For Keri Smith, deprogramming from what she calls the cult of “wokism” didn’t happen overnight.
But the behavior of her former friends within the social-justice world during the 2016 presidential election, with their support of violence, censorship, and gaslighting, certainly sped up the process, setting off a parade of red flags.
Social-justice warriors (SJW) were advocating for acts of aggression against supporters of former President Donald Trump, contradicting what she said she understood the essential nature of liberalism to be.
“It was the first indication that I might not really understand what was going on in the world,” Smith told The Epoch Times.
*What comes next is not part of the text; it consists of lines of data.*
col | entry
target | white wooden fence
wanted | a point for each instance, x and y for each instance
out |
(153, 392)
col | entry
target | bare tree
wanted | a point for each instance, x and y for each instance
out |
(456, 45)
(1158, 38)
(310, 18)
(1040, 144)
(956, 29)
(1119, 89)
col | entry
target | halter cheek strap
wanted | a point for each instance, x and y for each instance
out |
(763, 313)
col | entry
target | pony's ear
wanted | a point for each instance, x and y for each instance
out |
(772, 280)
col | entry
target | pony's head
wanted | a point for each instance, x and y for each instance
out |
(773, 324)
Today, Smith fosters conversations with guests on her YouTube channel, “Deprogrammed with Keri Smith,” to examine and unpack the SJW belief system and its permeation into all spheres of power and influence, including pop culture.
“I want to understand the belief system better for myself, to untangle all of it,” she said. “What did I believe about it that was true? What did I believe about it that was false?”
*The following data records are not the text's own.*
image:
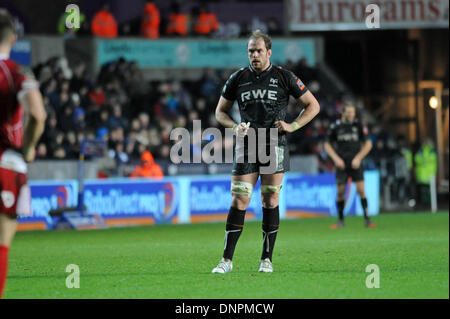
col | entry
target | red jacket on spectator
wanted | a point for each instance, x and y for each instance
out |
(104, 25)
(148, 168)
(206, 23)
(177, 24)
(150, 21)
(98, 97)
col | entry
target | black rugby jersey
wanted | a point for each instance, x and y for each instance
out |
(263, 98)
(348, 138)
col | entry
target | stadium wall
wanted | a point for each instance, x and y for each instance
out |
(189, 199)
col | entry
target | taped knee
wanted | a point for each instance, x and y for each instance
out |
(235, 219)
(271, 188)
(242, 188)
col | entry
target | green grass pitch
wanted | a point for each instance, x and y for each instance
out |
(175, 261)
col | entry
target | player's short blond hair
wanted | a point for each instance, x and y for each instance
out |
(258, 34)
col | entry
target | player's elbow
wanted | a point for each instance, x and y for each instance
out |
(316, 107)
(369, 145)
(40, 116)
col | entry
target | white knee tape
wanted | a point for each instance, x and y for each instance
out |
(242, 188)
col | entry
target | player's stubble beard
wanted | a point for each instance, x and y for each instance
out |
(263, 63)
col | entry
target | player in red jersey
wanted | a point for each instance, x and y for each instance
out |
(19, 95)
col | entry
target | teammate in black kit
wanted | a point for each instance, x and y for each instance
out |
(262, 91)
(347, 135)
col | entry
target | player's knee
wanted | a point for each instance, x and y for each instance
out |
(240, 188)
(270, 201)
(270, 195)
(240, 201)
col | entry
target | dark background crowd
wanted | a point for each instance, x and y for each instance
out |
(133, 115)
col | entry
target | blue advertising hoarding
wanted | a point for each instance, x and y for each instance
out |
(46, 196)
(140, 202)
(21, 52)
(210, 199)
(198, 53)
(191, 199)
(315, 195)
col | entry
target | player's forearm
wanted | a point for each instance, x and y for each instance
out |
(310, 112)
(224, 119)
(32, 132)
(364, 150)
(331, 152)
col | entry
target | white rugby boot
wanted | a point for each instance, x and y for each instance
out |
(223, 267)
(265, 265)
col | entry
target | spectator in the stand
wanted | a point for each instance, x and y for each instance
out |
(62, 27)
(149, 168)
(273, 27)
(41, 151)
(66, 122)
(206, 22)
(72, 147)
(118, 153)
(97, 96)
(150, 21)
(425, 161)
(79, 118)
(104, 24)
(57, 143)
(117, 120)
(79, 78)
(178, 22)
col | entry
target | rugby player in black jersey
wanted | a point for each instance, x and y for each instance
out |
(262, 91)
(347, 145)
Approaching the topic from all angles, Smith interviews a range of people, including comedians, artists, academic scholars, and authors, as well as others like her who have abandoned their wokeist ideologies.
Smith said she first encountered social-justice theories in the late ’90s when she was a biological anthropology and anatomy major, with a minor in women’s studies, at Duke University in Durham, North Carolina, when most people hadn’t heard of critical race theory.
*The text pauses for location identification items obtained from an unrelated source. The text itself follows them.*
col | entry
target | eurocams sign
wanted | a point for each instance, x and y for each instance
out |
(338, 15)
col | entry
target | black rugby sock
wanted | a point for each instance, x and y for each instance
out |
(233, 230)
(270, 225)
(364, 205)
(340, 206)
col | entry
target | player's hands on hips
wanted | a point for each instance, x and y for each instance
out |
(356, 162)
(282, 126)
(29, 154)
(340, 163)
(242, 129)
She also worked with Amnesty International, the international nongovernmental human rights organization, which held a seminar on “dismantling racism,” she said.
‘It’s a Cult That’s Very Obsessed With Language’
“These have become very common nowadays,” she said. “We learn the new concepts they push, like ‘racism and sexism are prejudice plus power.’ Looking back on it now, I realize what was happening was that this was a belief system that I was getting pulled into.
“But at the time, it didn’t seem like a belief system; it seemed like progressivism. I thought I was learning how the world works and learning how to end oppression.”
But slowly, like a cult, words and definitions are changed, she said.
“Because if you want to control people, you have to control the way they think. And to control the way they think, you have to control their language,” she said. “It’s a cult that is very obsessed with language.”
New phrases are created, such as “white privilege,” “toxic masculinity,” and “white fragility,” she said.
Like many of her peers, she left college bringing with her the ideology that had framed her worldview.
“It gave me a lens through which to see the whole world,” she said.
She called it a mutated form of Marxism that took “wealth” and replaced it with “power,” and switched out the “oppressor” and the “oppressed” with the current identity groups.
Instead of distributing wealth to equalize society, the new, mutated Marxism calls for a redistribution of power among the identity groups, she said.
“Then everything will be utopia,” she said.